Charity takes brave pre-budget stance by telling real-life stories
Dr Micheal Collins of the Nevin Economic Research Institute presented important evidence regarding fundamental inequalities.
For example, low incomes are much more common than people realise, as shown by the fact that 250,000 people who used to pay tiny amounts of tax were taken out of the tax net last year.
He also showed that the costs associated with going back to work mean that some people have to earn €6 an hour before gaining any benefit from paid work.
He made a strong case that it would be fairer to spread the burden of the recession by increasing taxation on wealthier citizens, rather than by further and further cuts which afflict the poor disproportionately.
Niall Crowley, independent equality consultant, presented the work of Claiming the Future, a kind of road map which emphasises equality, solidarity and environmental sustainability. He used a telling phrase – low-energy democracy – to describe how inertia and learned helplessness stymie radical change.
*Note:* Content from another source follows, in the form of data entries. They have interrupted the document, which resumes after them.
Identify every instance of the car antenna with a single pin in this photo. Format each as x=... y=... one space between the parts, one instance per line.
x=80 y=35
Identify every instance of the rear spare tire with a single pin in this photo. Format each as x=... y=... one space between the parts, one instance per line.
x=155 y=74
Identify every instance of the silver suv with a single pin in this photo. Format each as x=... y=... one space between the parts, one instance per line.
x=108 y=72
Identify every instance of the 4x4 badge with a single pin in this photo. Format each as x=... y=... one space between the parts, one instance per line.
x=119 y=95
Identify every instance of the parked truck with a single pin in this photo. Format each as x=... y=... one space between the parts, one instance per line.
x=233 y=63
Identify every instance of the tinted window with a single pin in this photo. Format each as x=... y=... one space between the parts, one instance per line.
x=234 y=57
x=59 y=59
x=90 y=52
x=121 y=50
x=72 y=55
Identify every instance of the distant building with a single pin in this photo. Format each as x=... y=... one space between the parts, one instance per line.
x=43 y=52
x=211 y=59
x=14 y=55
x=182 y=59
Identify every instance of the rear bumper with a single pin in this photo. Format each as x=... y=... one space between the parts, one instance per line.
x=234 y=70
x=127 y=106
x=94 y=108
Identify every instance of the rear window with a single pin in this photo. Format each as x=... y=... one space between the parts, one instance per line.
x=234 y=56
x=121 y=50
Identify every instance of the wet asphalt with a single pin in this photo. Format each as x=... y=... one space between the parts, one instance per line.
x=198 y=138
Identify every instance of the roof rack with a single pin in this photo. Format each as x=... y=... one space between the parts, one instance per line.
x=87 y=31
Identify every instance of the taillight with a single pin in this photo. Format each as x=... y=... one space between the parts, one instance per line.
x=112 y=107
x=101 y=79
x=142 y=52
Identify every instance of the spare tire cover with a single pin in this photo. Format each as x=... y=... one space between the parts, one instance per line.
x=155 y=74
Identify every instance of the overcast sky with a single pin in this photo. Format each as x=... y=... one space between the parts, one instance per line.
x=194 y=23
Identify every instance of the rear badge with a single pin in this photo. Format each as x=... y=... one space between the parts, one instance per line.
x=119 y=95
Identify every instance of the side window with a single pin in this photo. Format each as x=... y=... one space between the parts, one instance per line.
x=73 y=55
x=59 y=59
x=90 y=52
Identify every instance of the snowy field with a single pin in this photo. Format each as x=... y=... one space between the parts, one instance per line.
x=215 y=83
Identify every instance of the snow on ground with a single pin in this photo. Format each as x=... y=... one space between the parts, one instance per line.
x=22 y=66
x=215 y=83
My father was a founder member of our local SVP conference, and served for 21 years. As a result, I have always had a soft spot for the SVP, and therefore felt privileged to be one of the invited speakers. If compassionate accompaniment of people in trouble was all that SVP did, it would still be a vital organisation, but it does much more. It is an important advocacy and lobbying group for social justice.
I tried to show how destructive the dominant economic story has been, and how the last thing we need is to “get back to where we were”. Our current system is built on believing that profit constitutes the highest value, human beings are primarily individuals as opposed to members of communities, constant consumption is the route to fulfilment, the marketplace will provide, and long-term thinking is neither wise nor possible for politicians who wish to get re-elected.
Any other world view based on values such as community and environmental sustainability is dismissed as naive, utopian and unworkable. In reality, it is the current system that is doomed to endless cycles of boom and bust, with the financial markets, as Martin Wolf says, inherently susceptible to manias and panics.
Listening to the stories told by the SVP is a spur to change the dominant story that has resulted in misery for so many people. We need to move past apathy and low energy, unless we want to continue to condemn people to lives of quiet desperation in an allegedly civilised and developed country. Perhaps some of these stories will change what matters in our society.